How many lies have you told today? Perhaps you called in sick because you needed a day of rest (never say "food poisoning," by the way. Your boss knows that five glasses of wine, and not a festering oyster, is the cause of your malaise.) Perhaps you're too exhausted for that date with a friend, and begged off by claiming your child is sick. Perhaps that child now believes that babies do, in fact, come out of mommies' belly buttons, because you really weren't up to revealing the whole head-spinning truth at 6 a.m.
The point is, we all lie, all the time, even if we deal in euphemism – white lies, fibs, exaggerations, sins of omission. We lie to ourselves, and to others. I have already told two lies today, neither of them huge, but both of them part of the little trash heap of deception we each create and then sweep up every day.
Two lies before suppertime? Then I'm a bigger fibber than most, according to a eye-opening new book by the British writer Ian Leslie, Born Liars: Why We Can't Live Without Deceit. Most people only average one-and-a-half lies per day, according to research Mr. Leslie cites. Strangers meeting for the first time will tell each other three lies within the first 10 minutes.
Before you reach for your rosary, there's more: "Lying isn't a perversion of our nature," writes Mr. Leslie, "it's central to it." Early humans learned to lie as a way of surviving in groups (winning food and mates, and avoiding a club to the head, through deceit). Later humans built relationships that rested on tissues of lies: "What an extraordinarily pretty hat. Now will you sleep with me?"

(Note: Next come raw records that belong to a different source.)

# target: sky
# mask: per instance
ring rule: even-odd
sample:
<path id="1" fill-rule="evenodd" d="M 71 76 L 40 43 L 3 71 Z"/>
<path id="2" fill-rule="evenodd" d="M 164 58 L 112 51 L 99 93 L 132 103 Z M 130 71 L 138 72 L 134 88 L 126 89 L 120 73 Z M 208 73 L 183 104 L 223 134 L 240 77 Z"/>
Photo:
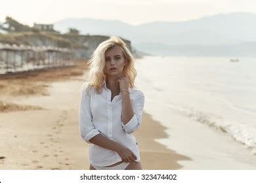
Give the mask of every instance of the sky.
<path id="1" fill-rule="evenodd" d="M 256 14 L 255 7 L 255 0 L 0 0 L 0 22 L 9 16 L 30 26 L 68 18 L 120 20 L 135 25 L 220 13 Z"/>

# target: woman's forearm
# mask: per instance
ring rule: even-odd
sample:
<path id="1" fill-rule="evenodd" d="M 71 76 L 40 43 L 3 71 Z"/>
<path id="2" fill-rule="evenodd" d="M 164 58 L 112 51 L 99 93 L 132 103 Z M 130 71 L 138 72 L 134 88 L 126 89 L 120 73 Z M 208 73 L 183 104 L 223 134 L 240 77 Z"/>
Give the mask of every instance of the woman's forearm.
<path id="1" fill-rule="evenodd" d="M 112 150 L 116 152 L 118 152 L 118 150 L 121 147 L 121 146 L 117 142 L 106 138 L 101 134 L 95 135 L 92 139 L 91 139 L 89 141 L 91 143 L 95 144 L 95 145 L 109 150 Z"/>
<path id="2" fill-rule="evenodd" d="M 130 98 L 130 93 L 123 91 L 122 92 L 122 122 L 124 125 L 126 125 L 134 115 L 133 107 Z"/>

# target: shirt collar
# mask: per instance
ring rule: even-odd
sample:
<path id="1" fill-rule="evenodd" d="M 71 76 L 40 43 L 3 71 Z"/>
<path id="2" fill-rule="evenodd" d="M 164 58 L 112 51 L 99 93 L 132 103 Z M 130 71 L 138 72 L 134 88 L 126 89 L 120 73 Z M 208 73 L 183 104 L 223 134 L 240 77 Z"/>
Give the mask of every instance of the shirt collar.
<path id="1" fill-rule="evenodd" d="M 108 89 L 108 88 L 106 87 L 106 80 L 104 80 L 104 82 L 103 82 L 103 84 L 102 84 L 102 88 L 104 88 L 105 89 Z M 131 92 L 131 88 L 130 87 L 129 87 L 128 90 L 129 90 L 129 92 Z"/>

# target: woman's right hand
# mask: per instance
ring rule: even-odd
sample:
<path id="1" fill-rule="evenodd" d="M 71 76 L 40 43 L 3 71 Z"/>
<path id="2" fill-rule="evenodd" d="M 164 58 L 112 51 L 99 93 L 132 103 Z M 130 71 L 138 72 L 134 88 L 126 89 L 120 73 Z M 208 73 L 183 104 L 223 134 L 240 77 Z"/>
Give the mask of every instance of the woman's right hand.
<path id="1" fill-rule="evenodd" d="M 133 152 L 127 147 L 121 146 L 117 150 L 117 152 L 125 163 L 130 163 L 137 159 Z"/>

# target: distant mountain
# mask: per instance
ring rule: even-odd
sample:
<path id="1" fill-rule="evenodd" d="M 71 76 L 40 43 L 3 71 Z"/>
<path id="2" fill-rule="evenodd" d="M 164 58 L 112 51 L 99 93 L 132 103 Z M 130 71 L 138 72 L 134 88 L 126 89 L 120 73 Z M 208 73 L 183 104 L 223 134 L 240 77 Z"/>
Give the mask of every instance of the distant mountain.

In the rush to judge Rep. Anthony Weiner, maybe we should look at our own balance sheets (and I'll try not to make any more puns on the poor man's name, hard as that may be.) Already the sanctimonious hordes are baying that Mr. Weiner's sin wasn't just that he texted pictures of his genitals to random women, but that he lied about it. Initially, after his private member's bill hit Twitter, the married congressman told a TV reporter. "I was hacked, it happens to people, you move on." At a press conference on Monday, he changed tack like a captain spotting an iceberg far too late. The tawdry tweets were indeed his, and he was sorry.

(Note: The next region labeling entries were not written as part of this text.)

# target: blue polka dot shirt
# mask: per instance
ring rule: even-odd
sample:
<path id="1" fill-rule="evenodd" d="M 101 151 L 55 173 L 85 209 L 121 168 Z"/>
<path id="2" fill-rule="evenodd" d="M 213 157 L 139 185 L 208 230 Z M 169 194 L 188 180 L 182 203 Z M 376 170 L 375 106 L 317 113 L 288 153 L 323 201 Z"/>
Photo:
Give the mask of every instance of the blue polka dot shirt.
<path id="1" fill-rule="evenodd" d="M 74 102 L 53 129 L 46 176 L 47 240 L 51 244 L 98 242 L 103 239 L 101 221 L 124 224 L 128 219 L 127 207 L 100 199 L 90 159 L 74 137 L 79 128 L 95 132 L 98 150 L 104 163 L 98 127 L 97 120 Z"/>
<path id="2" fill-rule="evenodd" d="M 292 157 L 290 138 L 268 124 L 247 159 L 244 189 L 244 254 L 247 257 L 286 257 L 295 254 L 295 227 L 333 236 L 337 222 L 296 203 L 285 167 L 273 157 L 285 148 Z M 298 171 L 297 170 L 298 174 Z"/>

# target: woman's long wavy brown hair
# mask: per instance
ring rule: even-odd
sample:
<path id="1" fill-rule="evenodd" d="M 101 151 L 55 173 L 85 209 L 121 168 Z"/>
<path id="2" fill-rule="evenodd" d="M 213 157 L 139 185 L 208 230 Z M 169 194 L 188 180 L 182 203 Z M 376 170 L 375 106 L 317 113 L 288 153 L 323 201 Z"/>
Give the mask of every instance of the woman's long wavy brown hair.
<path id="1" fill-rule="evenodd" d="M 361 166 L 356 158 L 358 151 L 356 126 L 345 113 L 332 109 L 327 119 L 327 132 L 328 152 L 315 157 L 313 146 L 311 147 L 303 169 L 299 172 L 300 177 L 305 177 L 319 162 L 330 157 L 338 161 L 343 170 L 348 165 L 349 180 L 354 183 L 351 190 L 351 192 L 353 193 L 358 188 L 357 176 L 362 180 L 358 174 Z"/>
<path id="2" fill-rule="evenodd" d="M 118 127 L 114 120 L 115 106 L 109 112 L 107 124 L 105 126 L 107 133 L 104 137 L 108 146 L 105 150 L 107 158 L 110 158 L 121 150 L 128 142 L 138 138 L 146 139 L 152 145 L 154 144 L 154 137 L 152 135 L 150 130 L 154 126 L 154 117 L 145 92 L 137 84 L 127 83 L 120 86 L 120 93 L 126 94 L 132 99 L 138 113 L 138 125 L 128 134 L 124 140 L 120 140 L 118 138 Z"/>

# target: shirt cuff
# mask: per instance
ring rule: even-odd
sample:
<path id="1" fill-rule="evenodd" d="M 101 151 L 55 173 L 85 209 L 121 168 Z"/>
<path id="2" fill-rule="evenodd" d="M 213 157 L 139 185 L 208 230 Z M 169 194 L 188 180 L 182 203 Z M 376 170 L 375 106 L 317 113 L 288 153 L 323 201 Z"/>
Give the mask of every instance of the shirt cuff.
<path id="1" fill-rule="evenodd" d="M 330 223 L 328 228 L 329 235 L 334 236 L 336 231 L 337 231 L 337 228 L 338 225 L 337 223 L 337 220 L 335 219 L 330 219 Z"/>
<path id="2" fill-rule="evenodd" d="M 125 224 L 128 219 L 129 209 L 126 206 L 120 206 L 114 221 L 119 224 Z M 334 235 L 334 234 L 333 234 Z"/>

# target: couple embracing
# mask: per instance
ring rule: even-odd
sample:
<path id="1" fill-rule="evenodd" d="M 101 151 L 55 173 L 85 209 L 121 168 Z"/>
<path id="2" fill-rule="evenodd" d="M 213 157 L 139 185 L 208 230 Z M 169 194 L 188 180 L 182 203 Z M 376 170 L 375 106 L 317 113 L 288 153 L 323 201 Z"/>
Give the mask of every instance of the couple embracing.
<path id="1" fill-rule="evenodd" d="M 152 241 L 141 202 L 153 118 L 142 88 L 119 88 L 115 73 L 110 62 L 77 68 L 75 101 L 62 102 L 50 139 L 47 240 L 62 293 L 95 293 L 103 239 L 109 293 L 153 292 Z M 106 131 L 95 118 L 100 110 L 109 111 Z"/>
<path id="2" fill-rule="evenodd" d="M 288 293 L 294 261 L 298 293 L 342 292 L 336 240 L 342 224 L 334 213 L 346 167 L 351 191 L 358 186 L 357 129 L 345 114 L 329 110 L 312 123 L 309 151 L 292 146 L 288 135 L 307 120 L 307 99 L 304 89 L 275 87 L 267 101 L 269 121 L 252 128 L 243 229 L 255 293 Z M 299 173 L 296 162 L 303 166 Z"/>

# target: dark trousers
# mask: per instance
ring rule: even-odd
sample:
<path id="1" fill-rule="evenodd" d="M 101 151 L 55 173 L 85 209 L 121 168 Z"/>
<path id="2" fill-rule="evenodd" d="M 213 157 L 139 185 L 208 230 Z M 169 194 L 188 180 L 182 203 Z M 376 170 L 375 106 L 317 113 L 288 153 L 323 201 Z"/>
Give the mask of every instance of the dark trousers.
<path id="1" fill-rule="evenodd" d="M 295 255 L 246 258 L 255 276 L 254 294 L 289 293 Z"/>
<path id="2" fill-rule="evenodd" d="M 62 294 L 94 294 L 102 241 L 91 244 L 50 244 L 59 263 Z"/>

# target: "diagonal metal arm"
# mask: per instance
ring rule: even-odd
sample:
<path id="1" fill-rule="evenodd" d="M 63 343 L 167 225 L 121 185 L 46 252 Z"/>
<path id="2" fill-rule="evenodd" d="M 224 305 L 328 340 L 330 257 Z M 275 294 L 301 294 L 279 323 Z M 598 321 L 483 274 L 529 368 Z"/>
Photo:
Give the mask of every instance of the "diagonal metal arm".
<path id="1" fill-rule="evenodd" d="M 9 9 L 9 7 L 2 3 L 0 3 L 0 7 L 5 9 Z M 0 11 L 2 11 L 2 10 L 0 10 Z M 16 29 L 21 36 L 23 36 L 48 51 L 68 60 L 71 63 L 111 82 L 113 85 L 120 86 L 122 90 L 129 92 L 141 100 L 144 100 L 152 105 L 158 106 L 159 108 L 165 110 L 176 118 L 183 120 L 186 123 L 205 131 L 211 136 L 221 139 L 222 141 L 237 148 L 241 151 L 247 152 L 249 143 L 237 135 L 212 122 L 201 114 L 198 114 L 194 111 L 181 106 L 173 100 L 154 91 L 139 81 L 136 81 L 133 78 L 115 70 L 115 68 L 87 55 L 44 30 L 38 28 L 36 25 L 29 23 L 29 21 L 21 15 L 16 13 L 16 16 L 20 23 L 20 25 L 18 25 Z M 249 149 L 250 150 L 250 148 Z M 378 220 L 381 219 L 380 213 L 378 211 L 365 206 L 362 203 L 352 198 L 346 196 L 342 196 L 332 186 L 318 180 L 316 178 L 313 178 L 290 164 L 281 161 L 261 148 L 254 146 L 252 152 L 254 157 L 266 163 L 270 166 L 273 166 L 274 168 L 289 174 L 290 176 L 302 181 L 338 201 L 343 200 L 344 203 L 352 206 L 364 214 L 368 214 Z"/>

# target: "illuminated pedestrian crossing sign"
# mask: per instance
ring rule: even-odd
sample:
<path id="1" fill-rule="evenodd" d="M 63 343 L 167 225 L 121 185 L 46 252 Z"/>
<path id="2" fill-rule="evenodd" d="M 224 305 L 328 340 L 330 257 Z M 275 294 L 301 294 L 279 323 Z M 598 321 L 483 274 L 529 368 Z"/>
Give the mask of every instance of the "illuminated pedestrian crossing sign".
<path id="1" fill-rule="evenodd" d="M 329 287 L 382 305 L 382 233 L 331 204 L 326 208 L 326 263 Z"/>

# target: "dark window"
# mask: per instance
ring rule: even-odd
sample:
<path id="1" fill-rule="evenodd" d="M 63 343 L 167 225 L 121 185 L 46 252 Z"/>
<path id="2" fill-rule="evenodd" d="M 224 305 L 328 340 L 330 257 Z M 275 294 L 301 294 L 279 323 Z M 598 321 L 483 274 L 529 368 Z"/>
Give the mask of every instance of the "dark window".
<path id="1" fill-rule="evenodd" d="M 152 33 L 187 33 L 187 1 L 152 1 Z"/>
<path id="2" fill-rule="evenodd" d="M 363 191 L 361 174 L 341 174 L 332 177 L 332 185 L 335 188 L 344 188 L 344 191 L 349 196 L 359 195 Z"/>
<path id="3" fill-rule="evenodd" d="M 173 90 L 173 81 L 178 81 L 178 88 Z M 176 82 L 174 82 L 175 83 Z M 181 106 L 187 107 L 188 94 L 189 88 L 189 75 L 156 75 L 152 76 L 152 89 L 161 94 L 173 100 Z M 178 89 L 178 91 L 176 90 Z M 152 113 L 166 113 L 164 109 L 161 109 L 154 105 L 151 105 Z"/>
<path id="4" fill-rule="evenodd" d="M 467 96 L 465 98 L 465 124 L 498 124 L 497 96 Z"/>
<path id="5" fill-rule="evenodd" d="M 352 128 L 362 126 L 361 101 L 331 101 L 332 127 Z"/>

This was the same week that the U.S. jobless figures climbed to 9.1 per cent, so the proper response should have been "Who cares?" But the thing is, Mr. Weiner did what so many of us do daily – he lied. He made two mistakes: He did it publicly, and he confirmed people's worst suspicions that politicians' main purpose in this life is to lie like rugs.
"Anthony Weiner lied to the country about his sexual misconduct online," wrote Mr. Weiner's former girlfriend, Kirsten Powers, on The Daily Beast web site. "He also lied to me." His lies, she added, were "extensive and sociopathic." Hillary Clinton is the boss and mentor of Mr. Weiner's wife; both Clintons were said to be disappointed in the congressman's behaviour. (This is rich, considering that it hasn't been that long since Bill Clinton was playing footsie with the truth. Perhaps he has spent the years since the Lewinsky scandal contemplating what the meaning of "is" is.)
What leads men like Mr. Clinton and Mr. Weiner to risk so much for so little? One of the answers lies in Mr. Leslie's book: Self-deception is a powerful force, especially among the powerful. Essentially, the more accomplished you are, the more you lie to yourself about yourself: I can lose weight; my marriage will survive; I won't get caught with this intern. Mr. Leslie cites a survey of champion swimmers, which showed that those who were the most successful at self-deception also won the most races. The only people who aren't colossal self-deceivers are the clinically depressed.
So if lying is a normal, and at times even necessary function of human life, why are we so hard on politicians who weasel their way out of a jam? Simply because we hold them to a different standard. In our own lives, we recognize that minor deceits don't always lead to huge ones; we're capable of moral calibration. Yet we feel that if a politician tells an inconsequential lie it will automatically mean he or she will lie consistently and without remorse, and on more important issues. But fibbing isn't a gateway drug.
Mr. Leslie writes that we perhaps need to be a bit easier on politicians, and choose our criticism more carefully – holding them to account where it really matters, on economic policy, for example, or the lead-up to war. The problem is that a culture of "radical honesty" has sprung up for those in public life, in which they're damned if they do tell the truth (think of Gordon Brown's election-sinking reference to a voter as "that bigoted woman") and, of course, damned if they don't.
So the next time you complain about some lying SOB in Washington or Ottawa, think of all the other deceits you've accepted happily: The movie star who says she "absolutely loved" the difficult director on her latest film; the husband who tells you that you're as beautiful as the day you were married. These are the things that get us through the day. Oh, and by the way – the cheque is in the mail.